First, search using Hister.
- If the results are sparse, pass them on to an external search.

Furthermore, we perform maintenance such as setting

Skip Rules and aliases, and deleting unnecessary entries from the preferred results.

◆Summary
While semantic search in Japanese is limited to simple character breakdown and therefore not entirely sufficient for Japanese use, the ability to save data locally simply by browsing websites makes it well worth using.

◆How to set up a Hister server
This time, we'll build it on Windows 11. Download the latest executable file from the repository releases .



Since it requires command-line startup, open Command Prompt or PowerShell and execute it with the 'listen' option as an argument.


hister_0.15.0_windows_amd64.exe listen



Once Hister starts, access 'http://127.0.0.1:4433' in your browser. If the search screen appears, the installation is complete.

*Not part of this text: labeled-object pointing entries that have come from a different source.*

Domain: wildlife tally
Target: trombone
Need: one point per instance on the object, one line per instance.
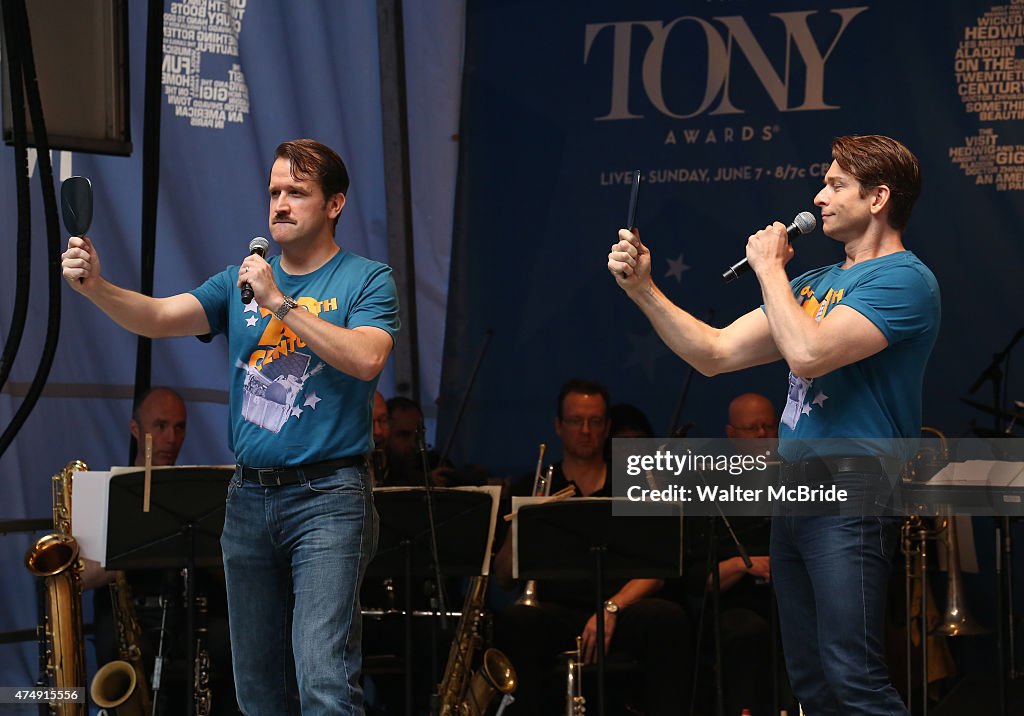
(915, 534)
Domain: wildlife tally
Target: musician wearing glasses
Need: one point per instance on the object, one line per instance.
(856, 336)
(653, 631)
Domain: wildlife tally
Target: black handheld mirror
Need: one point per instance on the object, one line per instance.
(76, 204)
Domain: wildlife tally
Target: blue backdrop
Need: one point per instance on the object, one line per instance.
(238, 78)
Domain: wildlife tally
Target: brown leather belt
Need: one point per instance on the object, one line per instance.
(273, 476)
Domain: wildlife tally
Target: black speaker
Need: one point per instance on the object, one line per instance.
(80, 49)
(978, 696)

◆Install the Chrome extension
Access the following link.
Hister - Chrome Web Store

https://chromewebstore.google.com/detail/hister/cciilamhchpmbdnniabclekddabkifhb

Click 'Add to Chrome'.



A confirmation dialog will appear, so click 'Add extension'.

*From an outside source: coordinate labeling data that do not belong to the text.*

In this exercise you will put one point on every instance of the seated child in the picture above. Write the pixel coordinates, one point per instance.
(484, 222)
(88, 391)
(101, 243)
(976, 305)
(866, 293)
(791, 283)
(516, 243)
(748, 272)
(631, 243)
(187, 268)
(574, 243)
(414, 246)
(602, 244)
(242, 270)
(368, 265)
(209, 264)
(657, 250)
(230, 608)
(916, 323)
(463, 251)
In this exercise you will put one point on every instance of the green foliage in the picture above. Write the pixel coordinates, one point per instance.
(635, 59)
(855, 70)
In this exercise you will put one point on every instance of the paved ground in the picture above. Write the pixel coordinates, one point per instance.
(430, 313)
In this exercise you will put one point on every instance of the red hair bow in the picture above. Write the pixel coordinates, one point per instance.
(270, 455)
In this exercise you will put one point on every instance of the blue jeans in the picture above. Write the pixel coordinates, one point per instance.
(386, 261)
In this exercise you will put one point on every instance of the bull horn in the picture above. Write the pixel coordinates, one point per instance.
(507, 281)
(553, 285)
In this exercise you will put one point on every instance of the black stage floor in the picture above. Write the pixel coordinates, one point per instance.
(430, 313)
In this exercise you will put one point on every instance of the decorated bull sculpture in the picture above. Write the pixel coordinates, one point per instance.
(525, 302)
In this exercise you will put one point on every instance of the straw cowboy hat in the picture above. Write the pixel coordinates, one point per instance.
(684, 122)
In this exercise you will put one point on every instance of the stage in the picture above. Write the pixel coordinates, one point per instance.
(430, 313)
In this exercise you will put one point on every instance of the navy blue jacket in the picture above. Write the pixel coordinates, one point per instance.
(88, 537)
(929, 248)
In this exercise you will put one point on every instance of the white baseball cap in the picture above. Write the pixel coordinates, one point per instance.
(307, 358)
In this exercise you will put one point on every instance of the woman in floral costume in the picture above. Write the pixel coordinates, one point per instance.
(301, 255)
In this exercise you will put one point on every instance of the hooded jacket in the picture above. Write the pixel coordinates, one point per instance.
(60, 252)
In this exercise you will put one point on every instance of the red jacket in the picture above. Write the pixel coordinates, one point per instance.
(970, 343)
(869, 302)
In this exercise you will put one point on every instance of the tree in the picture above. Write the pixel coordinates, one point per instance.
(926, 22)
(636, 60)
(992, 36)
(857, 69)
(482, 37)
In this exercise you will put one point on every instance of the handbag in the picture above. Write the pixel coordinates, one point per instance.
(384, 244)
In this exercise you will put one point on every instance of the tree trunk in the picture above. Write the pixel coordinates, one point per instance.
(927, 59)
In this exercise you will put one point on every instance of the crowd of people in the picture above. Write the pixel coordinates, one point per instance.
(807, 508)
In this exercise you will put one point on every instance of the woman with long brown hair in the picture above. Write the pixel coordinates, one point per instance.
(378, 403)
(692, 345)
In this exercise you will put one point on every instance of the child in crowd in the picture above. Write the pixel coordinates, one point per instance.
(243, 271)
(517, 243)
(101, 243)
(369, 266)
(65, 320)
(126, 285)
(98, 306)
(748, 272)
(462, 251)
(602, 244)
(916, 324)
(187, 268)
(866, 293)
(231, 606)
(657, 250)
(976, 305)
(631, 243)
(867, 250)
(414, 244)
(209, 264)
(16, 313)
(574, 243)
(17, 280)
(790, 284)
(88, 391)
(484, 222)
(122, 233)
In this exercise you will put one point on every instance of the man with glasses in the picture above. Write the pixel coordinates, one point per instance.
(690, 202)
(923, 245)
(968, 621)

Once the installation is complete, data will be automatically sent to the Hister server simply by browsing pages.



After viewing a few pages, access 'http://127.0.0.1:4433' and if the number of 'indexed pages' has increased, it is working correctly.



◆Install the Firefox extension
Access the following link.
Hister – Get this Extension for Firefox

https://addons.mozilla.org/ja/firefox/addon/hister/

Click 'Add to Firefox'.



A confirmation dialog box will appear; click 'Add'.



Once the installation is complete, data will be automatically sent to the Hister server simply by browsing pages.